Bloc auriculo-ventriculaire

Définition

Le bloc auriculo-ventriculaire correspond à une perturbation du rythme cardiaque, suite à l’absence de passage de l’excitation nerveuse en provenance du sinus de Keith et Flack vers les ventricules.

L’on distingue trois types de blocs :

  • Le bloc auriculoventriculaire de 1° degré

Il s’agit d’un ralentissement dans le trajet de l’oreillette vers le ventricule. Sur l’électrocardiogramme, ce bloc se traduit par un allongement de l’espace.

  • Le bloc auriculoventriculaire de 2° degré

Dans ce cas, l’influx est ralenti au fur et à mesure des contractions pour évoluer vers une dysfonction électrique.

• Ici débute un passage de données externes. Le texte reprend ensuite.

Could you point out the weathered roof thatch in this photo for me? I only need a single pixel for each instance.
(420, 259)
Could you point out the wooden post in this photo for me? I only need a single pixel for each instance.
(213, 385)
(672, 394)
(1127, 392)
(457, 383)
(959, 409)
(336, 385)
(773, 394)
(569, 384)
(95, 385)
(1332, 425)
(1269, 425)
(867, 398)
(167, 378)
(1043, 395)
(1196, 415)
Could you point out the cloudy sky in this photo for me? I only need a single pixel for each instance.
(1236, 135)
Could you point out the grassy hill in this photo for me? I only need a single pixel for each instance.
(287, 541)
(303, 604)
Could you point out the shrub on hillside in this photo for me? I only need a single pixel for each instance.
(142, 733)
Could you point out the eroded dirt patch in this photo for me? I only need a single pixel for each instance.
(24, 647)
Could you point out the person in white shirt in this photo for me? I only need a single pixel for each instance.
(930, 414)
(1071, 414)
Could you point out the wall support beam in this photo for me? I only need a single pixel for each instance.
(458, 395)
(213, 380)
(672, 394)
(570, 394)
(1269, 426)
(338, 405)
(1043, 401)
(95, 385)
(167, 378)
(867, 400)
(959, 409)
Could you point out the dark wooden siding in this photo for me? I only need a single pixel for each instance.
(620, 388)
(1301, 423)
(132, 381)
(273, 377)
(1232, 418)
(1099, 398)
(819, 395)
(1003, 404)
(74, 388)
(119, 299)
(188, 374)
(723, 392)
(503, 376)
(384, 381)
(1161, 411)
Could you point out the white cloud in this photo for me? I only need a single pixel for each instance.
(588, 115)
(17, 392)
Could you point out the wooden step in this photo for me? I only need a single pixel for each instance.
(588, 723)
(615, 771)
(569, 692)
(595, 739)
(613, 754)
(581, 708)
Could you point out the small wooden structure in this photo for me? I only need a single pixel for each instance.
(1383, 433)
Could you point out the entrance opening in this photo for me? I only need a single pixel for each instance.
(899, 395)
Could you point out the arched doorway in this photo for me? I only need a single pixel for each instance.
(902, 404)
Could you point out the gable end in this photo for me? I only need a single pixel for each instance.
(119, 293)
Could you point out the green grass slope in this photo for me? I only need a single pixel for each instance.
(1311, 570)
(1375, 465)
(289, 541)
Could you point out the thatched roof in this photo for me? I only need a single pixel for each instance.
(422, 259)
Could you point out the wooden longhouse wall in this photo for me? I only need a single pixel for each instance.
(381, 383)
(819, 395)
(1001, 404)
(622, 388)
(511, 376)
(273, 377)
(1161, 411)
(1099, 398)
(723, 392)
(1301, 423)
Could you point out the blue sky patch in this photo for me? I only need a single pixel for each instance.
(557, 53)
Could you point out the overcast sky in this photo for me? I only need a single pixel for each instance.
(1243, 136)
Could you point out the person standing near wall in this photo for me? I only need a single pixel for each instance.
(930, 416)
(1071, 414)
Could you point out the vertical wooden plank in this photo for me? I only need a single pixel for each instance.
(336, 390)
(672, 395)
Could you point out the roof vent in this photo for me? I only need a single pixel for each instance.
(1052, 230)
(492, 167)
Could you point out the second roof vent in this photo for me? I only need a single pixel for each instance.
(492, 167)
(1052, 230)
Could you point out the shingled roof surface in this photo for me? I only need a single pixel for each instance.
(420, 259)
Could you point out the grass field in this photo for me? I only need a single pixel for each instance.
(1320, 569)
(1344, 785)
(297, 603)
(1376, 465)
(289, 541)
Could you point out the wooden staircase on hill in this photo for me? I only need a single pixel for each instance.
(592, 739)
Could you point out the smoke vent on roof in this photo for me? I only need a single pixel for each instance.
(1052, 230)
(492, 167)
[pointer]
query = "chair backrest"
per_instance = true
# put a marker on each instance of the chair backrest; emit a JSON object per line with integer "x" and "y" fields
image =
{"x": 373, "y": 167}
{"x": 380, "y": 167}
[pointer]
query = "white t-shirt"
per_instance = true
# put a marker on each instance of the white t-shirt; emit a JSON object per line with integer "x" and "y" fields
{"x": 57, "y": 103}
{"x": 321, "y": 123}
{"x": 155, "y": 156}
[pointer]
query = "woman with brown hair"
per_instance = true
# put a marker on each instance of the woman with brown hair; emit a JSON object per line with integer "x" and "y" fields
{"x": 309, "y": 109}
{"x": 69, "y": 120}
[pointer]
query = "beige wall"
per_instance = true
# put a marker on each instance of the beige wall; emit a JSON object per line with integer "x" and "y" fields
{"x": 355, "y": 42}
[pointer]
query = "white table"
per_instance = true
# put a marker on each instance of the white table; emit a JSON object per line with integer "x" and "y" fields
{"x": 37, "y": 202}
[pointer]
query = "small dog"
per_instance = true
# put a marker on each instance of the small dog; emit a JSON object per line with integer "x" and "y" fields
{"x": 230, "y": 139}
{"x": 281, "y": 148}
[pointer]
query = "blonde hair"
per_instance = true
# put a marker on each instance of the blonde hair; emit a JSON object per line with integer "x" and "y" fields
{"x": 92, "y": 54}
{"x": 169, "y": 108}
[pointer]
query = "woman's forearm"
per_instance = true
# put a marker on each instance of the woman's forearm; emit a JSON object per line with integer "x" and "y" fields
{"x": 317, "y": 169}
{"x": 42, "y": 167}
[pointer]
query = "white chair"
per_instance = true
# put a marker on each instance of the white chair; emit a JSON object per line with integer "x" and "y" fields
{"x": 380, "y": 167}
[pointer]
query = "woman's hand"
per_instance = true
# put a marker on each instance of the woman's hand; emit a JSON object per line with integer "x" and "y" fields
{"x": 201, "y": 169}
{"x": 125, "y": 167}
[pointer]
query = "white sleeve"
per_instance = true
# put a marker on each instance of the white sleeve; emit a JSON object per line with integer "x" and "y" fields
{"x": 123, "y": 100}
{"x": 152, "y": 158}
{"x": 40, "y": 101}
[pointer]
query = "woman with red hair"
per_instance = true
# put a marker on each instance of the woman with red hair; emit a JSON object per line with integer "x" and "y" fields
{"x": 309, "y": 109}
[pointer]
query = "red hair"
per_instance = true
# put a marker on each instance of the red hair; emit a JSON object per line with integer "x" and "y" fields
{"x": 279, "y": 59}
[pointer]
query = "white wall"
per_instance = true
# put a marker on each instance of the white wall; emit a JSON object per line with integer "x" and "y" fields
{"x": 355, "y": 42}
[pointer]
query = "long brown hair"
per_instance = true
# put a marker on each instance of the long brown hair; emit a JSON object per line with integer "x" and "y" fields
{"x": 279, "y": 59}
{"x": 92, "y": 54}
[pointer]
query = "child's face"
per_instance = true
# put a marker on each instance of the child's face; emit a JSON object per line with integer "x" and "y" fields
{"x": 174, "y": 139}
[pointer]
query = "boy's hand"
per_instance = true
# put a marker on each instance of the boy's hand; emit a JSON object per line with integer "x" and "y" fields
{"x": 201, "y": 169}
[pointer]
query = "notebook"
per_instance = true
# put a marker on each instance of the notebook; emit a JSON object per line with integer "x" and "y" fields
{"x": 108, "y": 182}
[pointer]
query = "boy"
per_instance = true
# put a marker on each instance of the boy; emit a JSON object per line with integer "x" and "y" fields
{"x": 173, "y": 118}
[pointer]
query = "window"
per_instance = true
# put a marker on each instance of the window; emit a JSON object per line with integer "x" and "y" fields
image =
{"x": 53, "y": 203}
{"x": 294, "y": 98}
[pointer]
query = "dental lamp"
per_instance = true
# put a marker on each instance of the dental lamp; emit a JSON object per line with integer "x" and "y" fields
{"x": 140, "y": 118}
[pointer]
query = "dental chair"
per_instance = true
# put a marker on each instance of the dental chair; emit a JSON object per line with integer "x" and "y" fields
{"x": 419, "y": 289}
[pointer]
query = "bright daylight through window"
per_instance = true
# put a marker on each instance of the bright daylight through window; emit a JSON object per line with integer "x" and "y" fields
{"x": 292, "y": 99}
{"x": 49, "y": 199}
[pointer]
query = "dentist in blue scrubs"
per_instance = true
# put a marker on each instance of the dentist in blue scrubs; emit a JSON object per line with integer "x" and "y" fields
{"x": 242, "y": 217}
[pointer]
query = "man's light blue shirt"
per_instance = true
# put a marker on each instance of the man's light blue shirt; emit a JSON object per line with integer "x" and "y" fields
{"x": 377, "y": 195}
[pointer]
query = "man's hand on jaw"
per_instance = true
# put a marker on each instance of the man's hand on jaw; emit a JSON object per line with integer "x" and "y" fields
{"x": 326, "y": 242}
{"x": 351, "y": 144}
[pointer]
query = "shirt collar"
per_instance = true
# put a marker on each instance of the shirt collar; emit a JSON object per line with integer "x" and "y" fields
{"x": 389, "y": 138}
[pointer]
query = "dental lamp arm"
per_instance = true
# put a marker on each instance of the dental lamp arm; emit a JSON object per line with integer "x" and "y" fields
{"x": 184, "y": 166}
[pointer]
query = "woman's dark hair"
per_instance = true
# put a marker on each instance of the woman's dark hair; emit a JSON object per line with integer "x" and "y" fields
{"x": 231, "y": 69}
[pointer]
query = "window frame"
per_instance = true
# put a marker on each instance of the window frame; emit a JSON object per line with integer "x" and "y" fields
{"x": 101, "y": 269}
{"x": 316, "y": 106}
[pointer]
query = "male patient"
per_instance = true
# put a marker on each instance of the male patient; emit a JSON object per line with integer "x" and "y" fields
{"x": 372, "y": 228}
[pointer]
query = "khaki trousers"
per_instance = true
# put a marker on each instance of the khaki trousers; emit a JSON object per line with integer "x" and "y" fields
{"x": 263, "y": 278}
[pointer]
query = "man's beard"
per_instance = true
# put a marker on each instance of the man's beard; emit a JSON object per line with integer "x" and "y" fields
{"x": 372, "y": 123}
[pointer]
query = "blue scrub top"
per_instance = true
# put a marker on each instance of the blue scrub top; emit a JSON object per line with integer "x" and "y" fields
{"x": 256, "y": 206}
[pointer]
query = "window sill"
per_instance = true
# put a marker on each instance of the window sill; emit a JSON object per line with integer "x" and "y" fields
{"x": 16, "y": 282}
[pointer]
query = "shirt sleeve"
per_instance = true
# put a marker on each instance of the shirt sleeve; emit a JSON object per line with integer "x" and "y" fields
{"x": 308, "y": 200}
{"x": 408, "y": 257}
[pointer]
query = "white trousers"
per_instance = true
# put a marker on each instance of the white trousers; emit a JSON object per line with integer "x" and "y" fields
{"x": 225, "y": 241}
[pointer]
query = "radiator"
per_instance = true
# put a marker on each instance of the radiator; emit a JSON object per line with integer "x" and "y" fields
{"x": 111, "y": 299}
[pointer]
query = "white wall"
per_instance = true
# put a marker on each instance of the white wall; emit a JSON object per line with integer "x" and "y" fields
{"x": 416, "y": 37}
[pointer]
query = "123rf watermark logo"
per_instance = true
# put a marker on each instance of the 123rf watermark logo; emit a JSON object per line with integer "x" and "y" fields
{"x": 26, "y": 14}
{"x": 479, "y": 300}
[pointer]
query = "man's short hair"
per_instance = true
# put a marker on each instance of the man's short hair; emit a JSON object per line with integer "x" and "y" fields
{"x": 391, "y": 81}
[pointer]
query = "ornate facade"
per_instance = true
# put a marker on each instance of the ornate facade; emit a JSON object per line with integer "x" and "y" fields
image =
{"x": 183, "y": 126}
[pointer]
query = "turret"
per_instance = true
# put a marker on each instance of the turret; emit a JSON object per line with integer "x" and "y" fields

  • Le bloc auriculoventriculaire de 3° degré

L’influx ne parvient jamais aux ventricules, faisant intervenir ainsi les oreillettes et les ventricules. On parle de dissociation auriculo ventriculaire.

Les étiologies

Le bloc auriculoventriculaire peut résulter de certains facteurs ou dissimule des pathologies telles que :

  • L’infarctus myocardique à la phase aigüe
  • Les maladies infectieuses ou inflammatoires telles que la diphtérie, le rhumatisme articulaire aigu, la maladie de Lyme, l’abcès septal des endocardites infectieuses ou les myocardites
  • Les stimulations vagales
  • Les intoxications médicamenteuses telles que les antiarythmiques diverses, les inhibiteurs calciques, les bêtabloquants, les digitaliques, l’amiodarone, notamment en cas d’association.

Les signes extérieurs

Si le bloc auriculoventriculaire est souvent asymptomatique, quelques signes peuvent néanmoins apparaitre chez certains patients. Un cas de syncope est rapporté dans sa forme sévère. Lors d’une crise, le sujet pâlit, perd connaissance et s’effondre brusquement. Un relâchement musculaire total peut également survenir. Toutefois, la reprise de connaissance se fait de manière rapide et complète, notamment en moins de 1 minute dans la plupart des cas.

Le diagnostic

Le diagnostic clinique du bloc auriculoventriculaire repose sur un ECG et a pour but de rechercher des signes de cardiopathie sous-jacente. L’enregistrement Holter vient compléter l’examen antérieur. Il permet de rectifier les hypothèses émises en recherchant des troubles du rythme, notamment au niveau des ventricules. Quant à l’échocardiographie, elle permet de déceler l’éventuelle présence d’une cardiopathie sous-jacente en vue d’écarter tout autre facteur de malaise.

Les traitements

Face à une syncope, une pâleur ou une absence de pouls et de bruit cardiaque, quelques coups portés sur la face antérieure du thorax avec la paume de la main sont généralement suffisants. En cas de crise convulsive, une hospitalisation d’urgence s’impose. La prescription d’Isuprel pendant l’hospitalisation (sous surveillance rapprochée) peut remplacer temporairement la mise en place d’un stimulateur cardiaque.